Sanary ist aber auch der Beginn einer Familienkrise bei den Manns, deren Anlass die neue politische Lage in Deutschland ist. Klaus eher radikal, gibt mit Unterstützung von André Gide, Aldous Huxley und Heinrich Mann die Exil-Zeitschrift Die Sammlung heraus. Thomas Mann findet die politischen Artikel zu polemisch und aus Angst seine Leserschaft zu verlieren, zieht er seine Zusage zur Mitarbeit zurück.

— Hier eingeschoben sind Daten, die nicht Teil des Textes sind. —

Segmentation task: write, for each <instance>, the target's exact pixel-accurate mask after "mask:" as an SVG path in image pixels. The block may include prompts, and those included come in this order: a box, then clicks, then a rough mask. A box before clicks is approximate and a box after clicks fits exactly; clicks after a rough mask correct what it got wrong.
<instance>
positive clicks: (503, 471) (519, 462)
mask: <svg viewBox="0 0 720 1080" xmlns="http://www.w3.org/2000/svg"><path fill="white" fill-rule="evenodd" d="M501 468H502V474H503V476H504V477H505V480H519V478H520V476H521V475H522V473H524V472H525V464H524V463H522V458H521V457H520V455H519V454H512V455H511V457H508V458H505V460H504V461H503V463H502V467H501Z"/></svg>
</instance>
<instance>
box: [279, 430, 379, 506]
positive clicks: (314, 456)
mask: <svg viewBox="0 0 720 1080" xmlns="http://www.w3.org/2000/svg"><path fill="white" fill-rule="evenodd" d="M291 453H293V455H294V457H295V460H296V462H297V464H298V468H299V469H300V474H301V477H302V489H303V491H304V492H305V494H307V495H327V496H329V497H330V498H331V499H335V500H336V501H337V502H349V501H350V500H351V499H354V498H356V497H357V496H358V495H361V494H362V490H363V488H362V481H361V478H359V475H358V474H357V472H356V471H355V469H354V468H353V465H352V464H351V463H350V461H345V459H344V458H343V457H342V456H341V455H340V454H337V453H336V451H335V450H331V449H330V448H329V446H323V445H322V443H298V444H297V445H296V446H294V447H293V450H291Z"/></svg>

Am 22. September 1933 nehmen die Manns Abschied von Sanary und reisen zur nächsten Station ihres Exils in die Schweiz, wo Tochter Erika bereits ein ihren Ansprüchen entsprechendes Haus in Küsnacht gemietet hat. Beim letzten Mittagessen im Hotel de la Tour hält Thomas Rückblick auf die in Sanary verbrachte Zeit und stellt mit Dankbarkeit fest, Frieden und Gelassenheit in der Seele gefunden zu haben. Am 18. August 1936 nimmt Thomas Mann die tschechische Staatsbürgerschaft an. Zwei Wochen später wird er von den Nazis ausgebürgert. Nach Österreichs Anschluss an das Nazi-Deutschland im März 1938 fühlt sich Thomas Mann in der Schweiz nicht mehr in Sicherheit und entscheidet sich zur Emigration in die USA. Wie auch in Sanary gehören die Manns in den Vereinigten Staaten zu den Privilegierten unter den Exilanten. 1944 erhält er die amerikanische Staatsbürgerschaft. Nach vierzehn Jahren in Amerika kehren die Manns 1952 zurück in die Schweiz, wo Thomas am 12. August 1955 in Zürich stirbt.


Die Mediathek Jacques Duhamel in Sanary-sur-Mer bietet eine Sammlung von Büchern zum Thema Erinnerung an das Exil in Sanary.